In July 2011, the Company announced the selection of Parsons Corporation as the lead design-build contractor for the planned uranium de-conversion facility. The Company plans to execute a design and build contract with Parsons Corporation if and when it secures additional capital to further support the project.

 

In August 2011, the Company announced it had completed the acquisition of property for the planned uranium de-conversion facility with Lea County, New Mexico. The property is a 640 acre parcel that was offered to the Company as part of an incentives package prepared by the Economic Development Corporation of Lea County. Pursuant to a project participation agreement and an industrial revenue bond transaction, the property was transferred to the Company in accordance with the Local Economic Development Act of Lea County, New Mexico.

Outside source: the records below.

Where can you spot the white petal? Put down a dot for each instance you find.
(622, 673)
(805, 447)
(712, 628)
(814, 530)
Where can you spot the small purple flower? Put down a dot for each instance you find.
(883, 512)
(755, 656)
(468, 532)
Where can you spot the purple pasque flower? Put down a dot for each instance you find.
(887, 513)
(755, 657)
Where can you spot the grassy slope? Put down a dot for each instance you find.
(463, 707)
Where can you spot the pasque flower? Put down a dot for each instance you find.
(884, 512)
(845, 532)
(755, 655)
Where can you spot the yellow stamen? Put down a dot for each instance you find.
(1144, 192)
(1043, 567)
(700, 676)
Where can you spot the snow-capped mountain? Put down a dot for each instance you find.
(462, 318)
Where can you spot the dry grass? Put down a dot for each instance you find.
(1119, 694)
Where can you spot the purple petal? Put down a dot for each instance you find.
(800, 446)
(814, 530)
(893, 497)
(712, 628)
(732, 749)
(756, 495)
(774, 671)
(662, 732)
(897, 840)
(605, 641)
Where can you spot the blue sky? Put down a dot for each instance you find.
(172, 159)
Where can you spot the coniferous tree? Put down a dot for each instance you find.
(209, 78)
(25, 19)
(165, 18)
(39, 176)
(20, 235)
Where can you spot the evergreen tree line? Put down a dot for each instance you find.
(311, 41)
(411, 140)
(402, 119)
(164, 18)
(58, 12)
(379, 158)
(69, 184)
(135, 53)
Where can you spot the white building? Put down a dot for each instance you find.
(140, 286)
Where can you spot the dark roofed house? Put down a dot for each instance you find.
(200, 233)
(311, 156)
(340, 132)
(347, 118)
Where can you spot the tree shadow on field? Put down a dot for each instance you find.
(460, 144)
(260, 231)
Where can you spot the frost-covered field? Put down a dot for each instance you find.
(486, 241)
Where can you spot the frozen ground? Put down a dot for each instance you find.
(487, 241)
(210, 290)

Under the project participation agreement, the Company is required to commence construction of the facility no later than December 2014 and to substantially complete Phase 1 of the facility and have hired at least 75 persons by December 2015. If the Company fails to perform either of these obligations, and at the time of such failure has not secured financing for Phase 1 of the facility and expended at least $200,000 in costs of improvement of the property, then the Company must either reconvey the property to Lea County, New Mexico or purchase the property from Lea County in accordance with the project participation agreement. In accordance with ASC 360-10-Property, Plant and Equipment, the land was recorded at zero basis representing the costs incurred by the Company for the acquisition.  Should the Company not meet its obligations of the project participation agreement thus, requiring the reconveyance or purchase of the land, and should the Company decide to purchase the land, the Company would adjust the carrying value of the land to include the costs paid to Lea County to keep the land.

 

It will require significant capital and time to design, license, and construct such a uranium de-conversion facility. Nonetheless, the Company believes that the commercial opportunity will justify this investment and it has taken several actions in 2010 and 2011 to put this plan in place. In February 2010, the Company issued convertible debentures with an aggregate principal balance of $3,075,000, and in October 2010 completed a private offering generating proceeds of approximately $5,800,000.  In September 2011, the Company authorized an offer to its current warrant holders to encourage them to exercise outstanding warrants. The offer allowed holders of the Company’s outstanding warrants to purchase the Company’s common stock at a discounted warrant exercise price of $0.10 per share until the close of business on September 30, 2011. As a result of the offer, 15,437,501 warrants were exercised and the Company raised approximately $1,540,000. These funds were raised to provide continuing support for the costs associated with the construction and licensing of the de-conversion facility, and it is planned, as funds become available, that significant costs will continue to be incurred.  See Note 9 for further detail regarding this transaction.